Ensuite, Plastic Odyssey a développé une extrudeuse pour fondre le plastique afin de le recycler. La machine se présente comme une vis permettant d’acheminer des copeaux de plastique dans un tube chauffé. La pâte de plastique fondue peut ensuite être moulée pour réaliser des objets de construction (planches, tubes..).
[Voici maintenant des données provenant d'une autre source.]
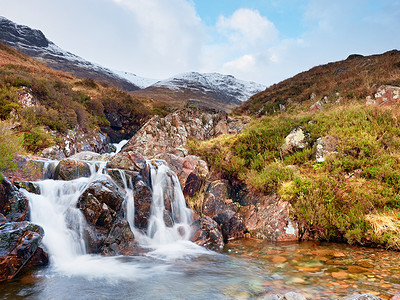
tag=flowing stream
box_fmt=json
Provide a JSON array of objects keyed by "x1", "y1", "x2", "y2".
[{"x1": 0, "y1": 161, "x2": 400, "y2": 299}]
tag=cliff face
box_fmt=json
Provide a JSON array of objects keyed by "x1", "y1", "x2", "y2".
[{"x1": 0, "y1": 17, "x2": 139, "y2": 91}]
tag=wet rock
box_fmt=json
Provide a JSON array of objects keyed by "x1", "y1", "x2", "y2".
[
  {"x1": 315, "y1": 136, "x2": 338, "y2": 163},
  {"x1": 0, "y1": 222, "x2": 44, "y2": 281},
  {"x1": 203, "y1": 180, "x2": 237, "y2": 218},
  {"x1": 281, "y1": 127, "x2": 309, "y2": 155},
  {"x1": 191, "y1": 217, "x2": 224, "y2": 248},
  {"x1": 238, "y1": 196, "x2": 299, "y2": 241},
  {"x1": 42, "y1": 146, "x2": 66, "y2": 160},
  {"x1": 107, "y1": 152, "x2": 147, "y2": 172},
  {"x1": 156, "y1": 153, "x2": 209, "y2": 191},
  {"x1": 14, "y1": 181, "x2": 40, "y2": 194},
  {"x1": 213, "y1": 210, "x2": 245, "y2": 243},
  {"x1": 0, "y1": 213, "x2": 7, "y2": 225},
  {"x1": 77, "y1": 176, "x2": 134, "y2": 255},
  {"x1": 25, "y1": 247, "x2": 49, "y2": 269},
  {"x1": 54, "y1": 159, "x2": 91, "y2": 180},
  {"x1": 106, "y1": 169, "x2": 139, "y2": 188},
  {"x1": 104, "y1": 144, "x2": 117, "y2": 153},
  {"x1": 5, "y1": 155, "x2": 48, "y2": 181},
  {"x1": 101, "y1": 218, "x2": 137, "y2": 256},
  {"x1": 0, "y1": 177, "x2": 30, "y2": 222},
  {"x1": 69, "y1": 151, "x2": 101, "y2": 161},
  {"x1": 345, "y1": 294, "x2": 382, "y2": 300}
]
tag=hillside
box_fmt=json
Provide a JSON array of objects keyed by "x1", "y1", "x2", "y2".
[
  {"x1": 131, "y1": 72, "x2": 265, "y2": 111},
  {"x1": 235, "y1": 50, "x2": 400, "y2": 116},
  {"x1": 0, "y1": 17, "x2": 142, "y2": 91},
  {"x1": 0, "y1": 43, "x2": 152, "y2": 162},
  {"x1": 189, "y1": 51, "x2": 400, "y2": 250}
]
Enfin, une partie du plastique qui ne serait pas recyclé peut être transformée en carburant par pyrolyse. « C’est la meilleure option quand on ne peut rien faire d’autre ».

Anthropologie

Mais ce n’est pas tout. Plastic Odyssey intègre un volet anthropologique. « On s’est rendu compte que c’est bien de trouver des solutions techniques, mais si elles ne sont pas utilisées sur place parce que la culture est différente, parce que les modes de vie ne sont pas les mêmes, ça ne sert à rien ». L’équipe travaille avec des anthropotechnologues, notamment Philippe Geslin (ethnologue, professeur à la Haute école spécialisée de Suisse occidentale) : « Leur spécialité, c’est d’aller trouver des solutions techniques qui fonctionnent socialement pour être vraiment utilisées sur place, car correspondant aux codes et usages ». L’un d’entre eux pourrait être embarqué, car « je pense que vraiment prendre en compte le facteur humain dans les problèmes qu’on doit résoudre aujourd’hui, c’est ce qui fait la différence entre ce qui marche et ce qui ne marche pas ».